A Guide to Offering Accessible Health Spending Benefits

Applying accessibility guidelines to FSAs, HRAs, HSAs, and more.

Digital tools promise a more convenient world. Instead of waiting on hold or traveling across town, a member can understand their FSA balance, buy healthcare essentials, and file a claim — when and where they want to. But that promise is not a guarantee.

For organizations that want to offer accessible health spending benefits, building a website or an app is just the first step. Teams must also carefully apply accessibility guidelines to ensure that all program members can fully understand their benefits. In this guide, we'll break down the World Wide Web Consortium's accessibility guidelines through the lens of organizations that offer pre-tax accounts, lifestyle benefits, supplemental benefits, and rewards programs.

Designing for accessibility will help you design a better product for everyone. Accessibility guidelines are best practices for product design.

Camri Hinkie
VP of Design

What’s the WCAG?

The World Wide Web Consortium (W3C) publishes the Web Content Accessibility Guidelines (WCAG) to build a more inclusive internet.
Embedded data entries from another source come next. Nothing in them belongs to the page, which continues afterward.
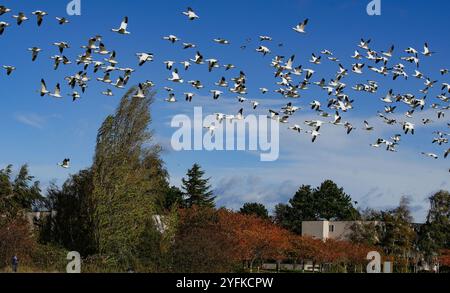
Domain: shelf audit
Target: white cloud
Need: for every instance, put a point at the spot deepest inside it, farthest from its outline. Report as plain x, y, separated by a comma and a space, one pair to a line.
33, 120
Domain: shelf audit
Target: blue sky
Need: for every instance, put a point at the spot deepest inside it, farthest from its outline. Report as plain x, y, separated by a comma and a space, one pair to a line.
41, 131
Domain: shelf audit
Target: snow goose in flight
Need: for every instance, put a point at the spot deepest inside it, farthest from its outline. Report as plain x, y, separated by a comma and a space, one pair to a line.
367, 127
123, 27
229, 66
102, 50
296, 128
75, 96
431, 155
221, 41
212, 63
171, 98
61, 46
62, 20
140, 94
357, 56
446, 86
411, 50
349, 127
337, 119
222, 82
426, 50
65, 164
43, 90
314, 134
388, 53
418, 74
191, 14
120, 83
255, 104
21, 17
357, 68
3, 25
364, 44
196, 84
171, 38
108, 92
186, 64
315, 105
169, 64
315, 123
175, 77
446, 153
57, 93
40, 16
388, 98
4, 9
34, 52
144, 57
263, 50
314, 59
300, 28
216, 94
188, 45
198, 59
9, 69
189, 96
408, 127
265, 38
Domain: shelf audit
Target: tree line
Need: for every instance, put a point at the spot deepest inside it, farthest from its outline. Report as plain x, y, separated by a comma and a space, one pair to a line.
122, 214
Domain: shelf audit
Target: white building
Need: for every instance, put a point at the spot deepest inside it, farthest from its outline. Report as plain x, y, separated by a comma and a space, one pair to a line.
323, 230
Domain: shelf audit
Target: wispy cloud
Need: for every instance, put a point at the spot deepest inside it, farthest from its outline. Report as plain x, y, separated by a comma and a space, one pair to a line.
31, 119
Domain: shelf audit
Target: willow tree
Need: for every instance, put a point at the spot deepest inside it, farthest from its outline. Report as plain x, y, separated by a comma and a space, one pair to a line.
128, 176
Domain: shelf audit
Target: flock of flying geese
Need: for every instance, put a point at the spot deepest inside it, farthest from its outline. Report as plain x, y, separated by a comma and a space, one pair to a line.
100, 59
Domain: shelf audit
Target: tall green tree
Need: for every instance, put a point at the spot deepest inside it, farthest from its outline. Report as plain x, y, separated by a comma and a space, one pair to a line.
255, 209
197, 190
326, 202
434, 235
70, 226
128, 176
19, 194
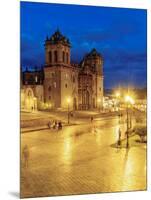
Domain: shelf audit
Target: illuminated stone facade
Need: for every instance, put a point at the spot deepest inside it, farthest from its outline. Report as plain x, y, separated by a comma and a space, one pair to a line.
60, 81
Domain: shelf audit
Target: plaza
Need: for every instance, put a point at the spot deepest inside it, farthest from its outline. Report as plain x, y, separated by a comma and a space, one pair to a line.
82, 158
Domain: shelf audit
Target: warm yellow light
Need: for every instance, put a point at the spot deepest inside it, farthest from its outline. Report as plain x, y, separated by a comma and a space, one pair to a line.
99, 100
68, 100
117, 94
129, 99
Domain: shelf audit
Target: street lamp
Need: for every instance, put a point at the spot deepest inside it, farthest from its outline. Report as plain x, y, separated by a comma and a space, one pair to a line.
129, 101
118, 95
99, 104
68, 101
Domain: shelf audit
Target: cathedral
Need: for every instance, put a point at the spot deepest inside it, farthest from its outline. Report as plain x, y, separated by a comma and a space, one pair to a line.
60, 83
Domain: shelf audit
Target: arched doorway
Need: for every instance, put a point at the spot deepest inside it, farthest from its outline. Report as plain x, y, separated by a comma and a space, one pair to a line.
75, 104
87, 100
30, 100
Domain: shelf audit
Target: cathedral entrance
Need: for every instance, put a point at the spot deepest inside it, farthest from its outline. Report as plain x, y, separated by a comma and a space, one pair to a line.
75, 104
85, 100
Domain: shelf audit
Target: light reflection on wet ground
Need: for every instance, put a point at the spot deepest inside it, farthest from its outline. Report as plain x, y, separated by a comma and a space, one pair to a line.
80, 159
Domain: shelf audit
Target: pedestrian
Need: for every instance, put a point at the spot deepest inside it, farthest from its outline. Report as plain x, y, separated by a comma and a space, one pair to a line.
26, 156
49, 125
119, 138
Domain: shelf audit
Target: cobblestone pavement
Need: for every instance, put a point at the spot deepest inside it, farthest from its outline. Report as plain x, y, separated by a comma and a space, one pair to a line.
81, 159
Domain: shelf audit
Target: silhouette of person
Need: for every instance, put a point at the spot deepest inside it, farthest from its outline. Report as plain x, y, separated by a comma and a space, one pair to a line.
26, 156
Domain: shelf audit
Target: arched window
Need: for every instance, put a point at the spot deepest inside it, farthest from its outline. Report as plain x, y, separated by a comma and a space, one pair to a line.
49, 88
50, 56
63, 56
67, 58
55, 56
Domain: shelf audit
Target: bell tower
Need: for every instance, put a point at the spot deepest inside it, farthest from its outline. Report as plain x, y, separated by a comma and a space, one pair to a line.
57, 50
58, 72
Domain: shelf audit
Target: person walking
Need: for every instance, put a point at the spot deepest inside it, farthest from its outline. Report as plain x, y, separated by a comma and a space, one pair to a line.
26, 156
119, 138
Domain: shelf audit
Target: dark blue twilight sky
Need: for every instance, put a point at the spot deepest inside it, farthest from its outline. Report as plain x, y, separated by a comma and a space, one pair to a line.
118, 34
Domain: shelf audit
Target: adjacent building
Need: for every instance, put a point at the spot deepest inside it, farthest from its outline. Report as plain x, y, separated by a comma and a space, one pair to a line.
61, 83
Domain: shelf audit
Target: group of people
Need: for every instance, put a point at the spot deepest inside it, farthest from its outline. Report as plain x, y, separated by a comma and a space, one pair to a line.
55, 125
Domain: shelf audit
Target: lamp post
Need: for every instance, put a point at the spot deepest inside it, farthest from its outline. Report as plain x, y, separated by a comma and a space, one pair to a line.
68, 101
99, 104
118, 104
129, 101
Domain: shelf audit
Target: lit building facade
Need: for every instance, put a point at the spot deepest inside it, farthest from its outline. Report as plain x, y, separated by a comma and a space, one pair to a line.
59, 80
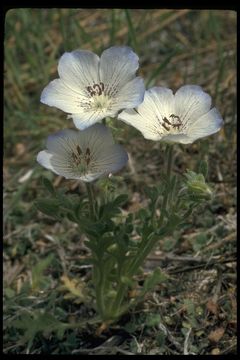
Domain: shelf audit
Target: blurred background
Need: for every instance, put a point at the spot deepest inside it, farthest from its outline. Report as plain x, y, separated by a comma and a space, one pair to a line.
175, 47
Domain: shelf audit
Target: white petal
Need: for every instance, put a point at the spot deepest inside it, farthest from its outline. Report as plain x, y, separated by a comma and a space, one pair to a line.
62, 142
79, 69
130, 95
58, 94
96, 137
179, 138
162, 101
207, 124
44, 159
191, 102
110, 160
87, 118
158, 102
118, 65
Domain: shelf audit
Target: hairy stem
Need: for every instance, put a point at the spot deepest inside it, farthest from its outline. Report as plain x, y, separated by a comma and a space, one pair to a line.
91, 200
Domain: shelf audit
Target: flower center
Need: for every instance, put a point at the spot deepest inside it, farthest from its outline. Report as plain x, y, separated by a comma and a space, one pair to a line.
100, 99
171, 124
80, 160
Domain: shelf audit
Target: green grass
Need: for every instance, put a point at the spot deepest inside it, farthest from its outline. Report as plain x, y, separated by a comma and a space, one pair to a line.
175, 47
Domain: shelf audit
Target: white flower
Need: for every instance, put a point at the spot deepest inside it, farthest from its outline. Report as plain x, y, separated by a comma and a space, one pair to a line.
91, 88
183, 117
85, 155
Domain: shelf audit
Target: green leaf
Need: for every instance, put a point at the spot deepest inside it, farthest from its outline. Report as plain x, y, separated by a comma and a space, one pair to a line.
154, 279
38, 322
203, 168
48, 185
49, 207
39, 280
153, 320
120, 200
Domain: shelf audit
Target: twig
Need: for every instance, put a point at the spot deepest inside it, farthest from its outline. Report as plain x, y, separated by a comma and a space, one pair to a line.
185, 348
200, 266
170, 337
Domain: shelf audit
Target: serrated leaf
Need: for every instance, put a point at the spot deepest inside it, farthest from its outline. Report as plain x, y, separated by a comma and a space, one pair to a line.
39, 280
48, 185
120, 200
49, 207
37, 322
74, 288
203, 168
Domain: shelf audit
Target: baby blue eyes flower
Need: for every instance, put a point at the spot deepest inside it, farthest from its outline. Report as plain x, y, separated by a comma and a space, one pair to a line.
183, 117
85, 155
90, 88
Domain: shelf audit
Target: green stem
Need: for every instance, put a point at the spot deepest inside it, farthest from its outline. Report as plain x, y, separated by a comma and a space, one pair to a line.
147, 246
91, 200
100, 292
169, 153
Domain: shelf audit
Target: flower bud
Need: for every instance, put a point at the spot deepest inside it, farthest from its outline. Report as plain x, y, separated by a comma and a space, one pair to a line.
196, 186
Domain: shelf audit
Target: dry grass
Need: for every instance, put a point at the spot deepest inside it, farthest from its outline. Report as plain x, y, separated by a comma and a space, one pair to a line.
195, 311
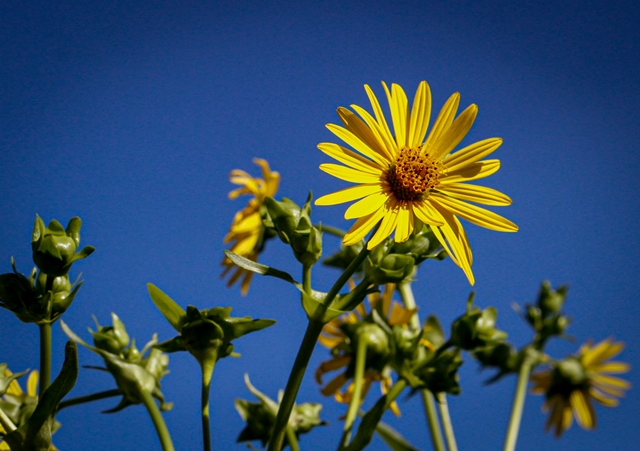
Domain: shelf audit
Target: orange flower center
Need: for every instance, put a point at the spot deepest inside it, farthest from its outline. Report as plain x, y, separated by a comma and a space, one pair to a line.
413, 175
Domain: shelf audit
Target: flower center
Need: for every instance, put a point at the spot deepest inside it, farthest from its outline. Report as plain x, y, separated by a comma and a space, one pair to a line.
413, 175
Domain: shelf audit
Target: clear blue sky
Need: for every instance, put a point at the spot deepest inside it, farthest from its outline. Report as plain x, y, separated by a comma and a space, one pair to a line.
131, 114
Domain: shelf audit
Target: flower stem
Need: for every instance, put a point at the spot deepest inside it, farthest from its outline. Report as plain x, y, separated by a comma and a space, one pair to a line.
158, 421
207, 372
518, 404
6, 422
406, 293
45, 356
446, 421
306, 278
356, 396
89, 398
291, 438
293, 384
By following these guidelines, organizations can create digital content that reaches members who leverage assistive technologies for blindness and low vision, deafness and hearing loss, and more when consuming content on the internet. 

What are assistive technologies? Examples of assistive technologies include:

  • Screen readers 
  • Braille displays
  • Screen magnification software
  • Voice recognition software
  • Switch devices and
  • Alternative input devices like sip-and-puff controllers
A member accessing the internet via assistive technology.
Your members may use assistive technology to access your platform.

What are the four principles?

The WCAG organizes its guidelines around four principles: perceivable, operable, understandable, and robust. In the coming sections, we'll review each principle through the lens of offering health spending benefits. 

To fully understand all of WCAG's standards, you should read through its scoring criteria. The purpose of this guide is not to share every rule but to highlight fundamental principles and good practices for organizations that want to offer accessible health spending benefits. 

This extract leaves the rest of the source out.